Als Folge der Diskontinuität in der Raumplanung, insbesondere aber durch den verantwortungslosen Planungs- und Bauprozess spielt Skopje 2014 eine bedeutende Rolle bei der Zerstörung der urbanen Umwelt. Die "Verschönerung" der Stadt forderte ihren Tribut in der Abholzung zahlloser alter Bäume, sowie in der Zerstörung öffentlicher Grünflächen und informeller Treffpunkte im ganzen Stadtzentrum. Die Luftverschmutzung in diesem Gebiet wird regelmäßig überprüft und erreichte im Dezember 2015 eine Konzentration von Feinstaub der Partikelgröße von PM 2,5 und PM 10, die mehr als zwei Wochen anhielt.

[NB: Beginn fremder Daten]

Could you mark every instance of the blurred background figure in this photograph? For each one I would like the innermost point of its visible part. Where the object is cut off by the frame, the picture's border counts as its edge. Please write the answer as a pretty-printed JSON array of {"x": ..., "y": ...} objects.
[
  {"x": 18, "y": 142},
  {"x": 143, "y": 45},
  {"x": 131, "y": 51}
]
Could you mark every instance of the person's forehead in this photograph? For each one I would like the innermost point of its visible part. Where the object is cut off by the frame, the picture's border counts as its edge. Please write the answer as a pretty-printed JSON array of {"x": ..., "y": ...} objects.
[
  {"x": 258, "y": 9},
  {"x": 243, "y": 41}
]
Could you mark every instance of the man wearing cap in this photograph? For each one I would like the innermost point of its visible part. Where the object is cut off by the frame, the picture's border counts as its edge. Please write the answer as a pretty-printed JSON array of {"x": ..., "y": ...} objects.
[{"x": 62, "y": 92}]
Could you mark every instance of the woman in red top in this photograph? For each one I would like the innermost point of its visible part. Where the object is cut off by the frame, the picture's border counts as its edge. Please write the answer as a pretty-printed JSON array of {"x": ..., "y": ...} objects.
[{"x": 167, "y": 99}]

Bis Dezember 2013 fielen ein Dutzend Parks, Fußgängerzonen, Flussufer und Radwege dem Bauvorhaben  zum Opfer. Öffentliche Grünflächen wurden um 50% im Stadtzentrum und in Gänze um 20% reduziert. Auch die Lage der städtischen Alleen hat sich verschlechtert, obwohl die Zahl der Bäume nicht signifikant gesunken ist. Die gefällten Bäume waren reif und gesund und trugen zur Minderung der Luftverschmutzung, Produktion von frischer Luft, der urbanen Thermoregulierung und der Schaffung von Voraussetzungen für Biodiversität bei. Außerdem ist die gleichmäßige Verteilung der Grünflächen und Bäume (die einen wichtigen Beitrag zur Reduzierung der Lufttemperatur und Luftverbesserung im ganzen Gebiet leisten) nachhaltig beeinträchtigt. Bei der derzeitigen Baugeschwindigkeit auf Kosten der urbanen Grünflächen ist der Verlust von Naturflächen irreversibel. Das Fällen der Bäume besitzt zudem große Bedeutung bei der Zerstörung der Gemeingüter, denn wichtig für die Gesellschaft sind die planmäßig angelegten Alleen erst durch die Schatten geworden, die sie den Einwohnern gespendet hatten. Nicht nur, dass die historischen Alleen entfernt wurden, sondern dass viele Grünflächen in lokalen Parks am Ufer des Vardar mit Denkmälern, Skulpturen und anderen an Absurdität grenzenden Interventionen übersät wurden.           

Urbanes

Der Hauptplatz im Zentrum Skopjes, der Makedonija-Platz, war für die Mazedonier der wichtigste Versammlungsort, die politische Arena für Anhänger aller politischen Parteien, Bühne für Sportsiegesfeiern (der mazedonischen, türkischen und albanischen Nationalmannschaften) und Standort des größten alljährlichen Weihnachtsbaums. Er war Schnittstelle für alle Versionen der Stadt und regelmäßiges Ziel der gesamten Bürgerschaft, Treffpunkt für Massenveranstaltungen und Events sowie ein Ort der Entspannung für Jung und Alt. Er selbst bot zwar nie viele urbane Inhalte (was wahrscheinlich auch der Anlass für Skopje 2014 war), aber er war ein wichtiger Ort für Inhalte und Begegnungen. Seit 2010 sind 15 Objekte (Denkmäler, Wohnhäuser, Springbrunnen, Statuen) im Rahmen des Projektes Skopje 2014 auf dem Platz aufgestellt worden. Die Fassaden zahlreicher Wohnhäuser in der Umgebung wurden erneuert, weitere Objekte sollen im Umfeld entstehen. Die Menschen bestätigen, dass ihre täglichen Routen dadurch vollkommen verändert wurden, vor allem, um den Weg über den Platz zu vermeiden. Die Menschen, die dort ihre Zeit verbrachten, wurden ersetzt durch kostümierte Statisten; Menschen, die bezahlt wurden um alte Trachten und Masken zu tragen und für Fotos zu posieren. Wegen der großen Ablehnung der Bürgerschaft gegenüber den Denkmälern wurden diese still und leise nachts aufgestellt. Die Stadt hat dafür sogar eine private Sicherheitsfirma engagiert, die sich um die Sicherheit der Denkmäler kümmerte. Zusätzlich wurde ein komplexes Überwachungssystem installiert.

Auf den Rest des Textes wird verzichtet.